The fundamental challenge of health care reform is paying for the “right” treatment—the “product” that makes the most sense relative to what it costs. This is an exercise that consumers perform on their own everywhere else in the economy. Bean counters should not automatically say no to super-expensive treatments; some may be wonderfully effective and worth every penny. They should say no to expensive treatments that are not demonstrably better than less expensive options. They should also say no to doing some tests “just to be sure,” both because these diagnostics are expensive, but also because when administered to healthy people they tend to generate “false positives,” which can breed expensive, unnecessary, and potentially dangerous follow-up care.

There is an old aphorism in advertising: “I know I’m wasting half my money; I just wish I knew which half.” Health care is similar, and if the goal of health care reform is to restrain rapidly rising costs, then any policy change will have to focus on quality and outcomes rather than just paying for inputs. New York Times financial columnist David Leonhardt describes the treatment for prostate cancer (where fabulously expensive technology does not appear to be delivering better health) as his own “personal litmus test” for health care reform.
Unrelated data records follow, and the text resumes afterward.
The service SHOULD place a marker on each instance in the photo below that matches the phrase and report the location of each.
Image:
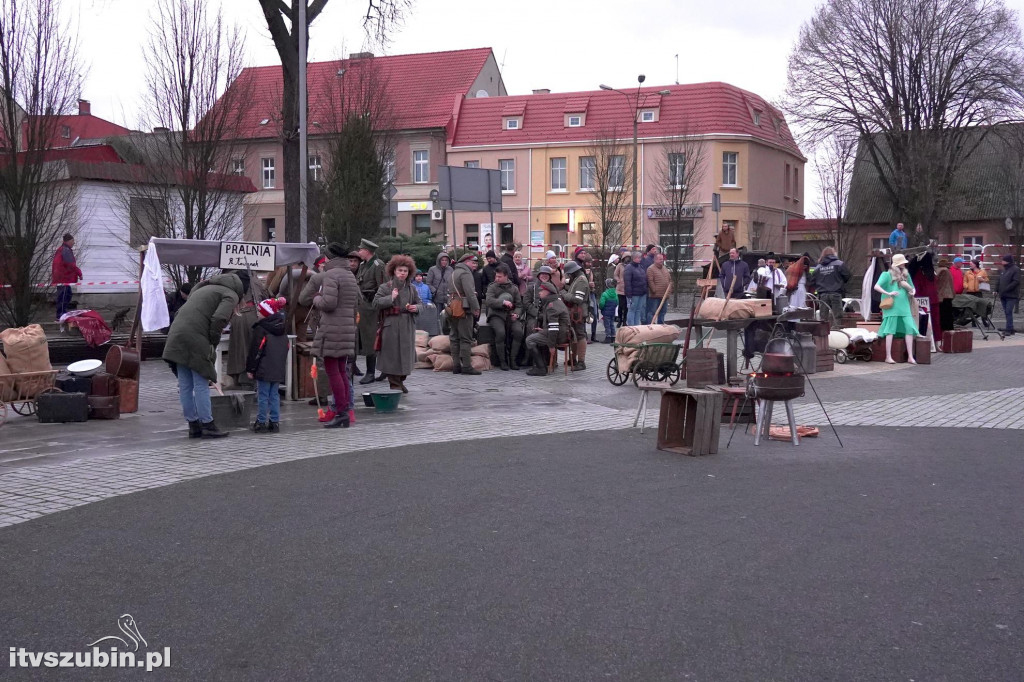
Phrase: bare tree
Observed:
(187, 186)
(908, 78)
(39, 82)
(682, 170)
(834, 163)
(283, 19)
(604, 171)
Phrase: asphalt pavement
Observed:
(570, 557)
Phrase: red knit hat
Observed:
(270, 306)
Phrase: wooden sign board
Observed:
(242, 255)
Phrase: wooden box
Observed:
(957, 341)
(690, 421)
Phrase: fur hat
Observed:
(271, 305)
(399, 261)
(335, 250)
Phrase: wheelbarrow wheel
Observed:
(614, 376)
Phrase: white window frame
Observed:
(269, 172)
(677, 176)
(730, 169)
(507, 169)
(588, 173)
(620, 160)
(975, 250)
(315, 167)
(561, 170)
(421, 166)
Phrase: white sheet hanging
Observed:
(865, 290)
(155, 313)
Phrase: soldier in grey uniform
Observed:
(370, 276)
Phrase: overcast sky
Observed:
(563, 45)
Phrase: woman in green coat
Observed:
(399, 303)
(898, 320)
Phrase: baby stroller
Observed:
(971, 310)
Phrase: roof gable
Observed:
(423, 88)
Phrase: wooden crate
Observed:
(690, 421)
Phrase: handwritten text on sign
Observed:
(240, 255)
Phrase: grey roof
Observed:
(979, 189)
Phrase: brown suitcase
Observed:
(923, 350)
(104, 407)
(128, 394)
(103, 384)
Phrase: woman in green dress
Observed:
(897, 321)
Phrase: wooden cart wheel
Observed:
(26, 409)
(614, 376)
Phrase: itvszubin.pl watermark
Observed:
(123, 652)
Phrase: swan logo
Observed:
(126, 624)
(118, 651)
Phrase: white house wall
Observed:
(102, 236)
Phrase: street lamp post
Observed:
(636, 103)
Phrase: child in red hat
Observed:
(267, 363)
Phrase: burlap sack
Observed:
(6, 385)
(26, 349)
(441, 363)
(440, 343)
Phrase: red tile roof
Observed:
(693, 109)
(424, 88)
(811, 224)
(84, 127)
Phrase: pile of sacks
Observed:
(25, 349)
(435, 353)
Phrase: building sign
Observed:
(242, 255)
(670, 212)
(415, 206)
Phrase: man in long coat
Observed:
(370, 276)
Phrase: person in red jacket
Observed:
(65, 272)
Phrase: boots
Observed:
(210, 430)
(540, 368)
(371, 371)
(340, 420)
(581, 356)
He writes, “The prostate cancer test will determine whether President Obama and Congress put together a bill that begins to fix the fundamental problem with our medical system: the combination of soaring costs and mediocre results. If they don’t, the medical system will remain deeply troubled, no matter what other improvements they make.”

But we’re not done with health care yet. The doctor may know more about your health than you do, but you know more about your long-term health than your insurance company does. You may not be able to diagnose rare diseases, but you know whether or not you lead a healthy lifestyle, if certain diseases run in your family, if you are engaging in risky sexual behavior, if you are likely to become pregnant, etc. This information advantage has the potential to wreak havoc on the insurance market.
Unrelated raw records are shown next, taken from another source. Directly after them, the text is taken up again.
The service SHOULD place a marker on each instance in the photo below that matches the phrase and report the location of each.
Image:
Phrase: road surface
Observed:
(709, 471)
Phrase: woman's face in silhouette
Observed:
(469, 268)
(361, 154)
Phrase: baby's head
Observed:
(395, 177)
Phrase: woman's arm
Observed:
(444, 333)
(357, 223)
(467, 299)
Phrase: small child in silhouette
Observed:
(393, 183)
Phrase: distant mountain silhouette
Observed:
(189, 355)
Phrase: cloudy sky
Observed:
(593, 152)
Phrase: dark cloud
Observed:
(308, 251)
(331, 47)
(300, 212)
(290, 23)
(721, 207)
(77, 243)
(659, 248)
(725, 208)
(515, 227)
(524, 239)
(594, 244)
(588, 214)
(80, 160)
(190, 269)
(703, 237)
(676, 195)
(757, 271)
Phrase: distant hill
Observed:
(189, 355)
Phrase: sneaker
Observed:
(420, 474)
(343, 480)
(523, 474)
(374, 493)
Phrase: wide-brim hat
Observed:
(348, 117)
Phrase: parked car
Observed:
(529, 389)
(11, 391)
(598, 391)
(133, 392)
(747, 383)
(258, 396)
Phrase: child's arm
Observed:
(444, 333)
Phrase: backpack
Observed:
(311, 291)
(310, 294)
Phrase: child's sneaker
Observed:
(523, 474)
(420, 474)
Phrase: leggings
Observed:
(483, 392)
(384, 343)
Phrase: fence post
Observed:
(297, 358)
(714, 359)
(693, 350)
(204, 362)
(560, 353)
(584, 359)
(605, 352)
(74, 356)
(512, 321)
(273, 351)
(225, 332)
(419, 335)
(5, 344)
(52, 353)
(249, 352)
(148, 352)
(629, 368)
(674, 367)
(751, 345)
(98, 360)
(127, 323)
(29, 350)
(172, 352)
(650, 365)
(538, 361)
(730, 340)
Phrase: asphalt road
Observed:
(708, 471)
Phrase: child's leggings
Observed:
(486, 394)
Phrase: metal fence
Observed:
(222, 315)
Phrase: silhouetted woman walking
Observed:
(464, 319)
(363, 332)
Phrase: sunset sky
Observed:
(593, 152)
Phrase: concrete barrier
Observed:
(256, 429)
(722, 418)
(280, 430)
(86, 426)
Insurance is about getting the numbers right. Some individuals require virtually no health care. Others may have chronic diseases that require hundreds of thousands of dollars of treatment. The insurance company makes a profit by determining the average cost of treatment for all of its policyholders and then charging slightly more. When Aetna writes a group policy for 20,000 fifty-year-old men, and the average cost of health care for a fifty-year-old man is $1,250 a year, then presumably the company can set the annual premium at $1,300 and make $50—on average—for each policy underwritten. Aetna will make money on some policies and lose money on others, but overall the company will come out ahead—if the numbers are right.
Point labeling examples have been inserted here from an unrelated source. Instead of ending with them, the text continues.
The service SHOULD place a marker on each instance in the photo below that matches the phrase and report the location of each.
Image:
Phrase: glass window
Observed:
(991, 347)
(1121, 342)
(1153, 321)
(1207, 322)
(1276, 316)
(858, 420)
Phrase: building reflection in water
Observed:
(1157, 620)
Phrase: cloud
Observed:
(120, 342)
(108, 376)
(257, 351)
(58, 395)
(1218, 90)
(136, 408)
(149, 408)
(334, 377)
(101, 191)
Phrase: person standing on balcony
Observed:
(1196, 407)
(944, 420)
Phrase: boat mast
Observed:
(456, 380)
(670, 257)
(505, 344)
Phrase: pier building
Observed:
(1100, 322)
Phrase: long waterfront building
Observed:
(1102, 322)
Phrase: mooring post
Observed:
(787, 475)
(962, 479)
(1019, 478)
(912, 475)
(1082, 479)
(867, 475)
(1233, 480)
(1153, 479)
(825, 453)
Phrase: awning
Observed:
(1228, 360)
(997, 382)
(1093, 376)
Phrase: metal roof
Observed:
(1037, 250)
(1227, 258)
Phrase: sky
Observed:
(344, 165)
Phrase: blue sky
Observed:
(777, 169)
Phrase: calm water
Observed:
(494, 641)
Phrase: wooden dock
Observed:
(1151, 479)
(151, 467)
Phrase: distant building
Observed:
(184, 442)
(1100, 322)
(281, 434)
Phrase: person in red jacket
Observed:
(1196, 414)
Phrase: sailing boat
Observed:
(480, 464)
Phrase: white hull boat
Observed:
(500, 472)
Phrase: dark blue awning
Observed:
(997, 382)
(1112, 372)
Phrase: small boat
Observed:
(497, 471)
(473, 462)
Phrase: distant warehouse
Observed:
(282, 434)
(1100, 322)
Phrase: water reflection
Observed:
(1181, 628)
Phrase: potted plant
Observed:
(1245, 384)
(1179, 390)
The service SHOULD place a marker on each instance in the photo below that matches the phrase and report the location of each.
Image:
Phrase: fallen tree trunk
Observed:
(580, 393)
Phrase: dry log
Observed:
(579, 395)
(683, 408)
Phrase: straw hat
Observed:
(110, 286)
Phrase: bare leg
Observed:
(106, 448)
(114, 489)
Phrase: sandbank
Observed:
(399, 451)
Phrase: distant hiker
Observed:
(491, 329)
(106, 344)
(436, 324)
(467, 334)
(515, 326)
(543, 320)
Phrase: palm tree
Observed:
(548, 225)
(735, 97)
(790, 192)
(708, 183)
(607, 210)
Is this example starting to look like the Hope Scholarships or the used-car market? It should. The $1,300 policy is a bad deal for the healthiest fifty-year-old men and a very good deal for the overweight smokers with a family history of heart disease. So, the healthiest men are most likely to opt out of the program; the sickest guys are most likely to opt in. As that happens, the population of men on which the original premium was based begins to change; on average, the remaining men are less healthy. The insurance company studies its new pool of middle-aged men and reckons that the annual premium must be raised to $1,800 in order to make a profit. Do you see where this is going?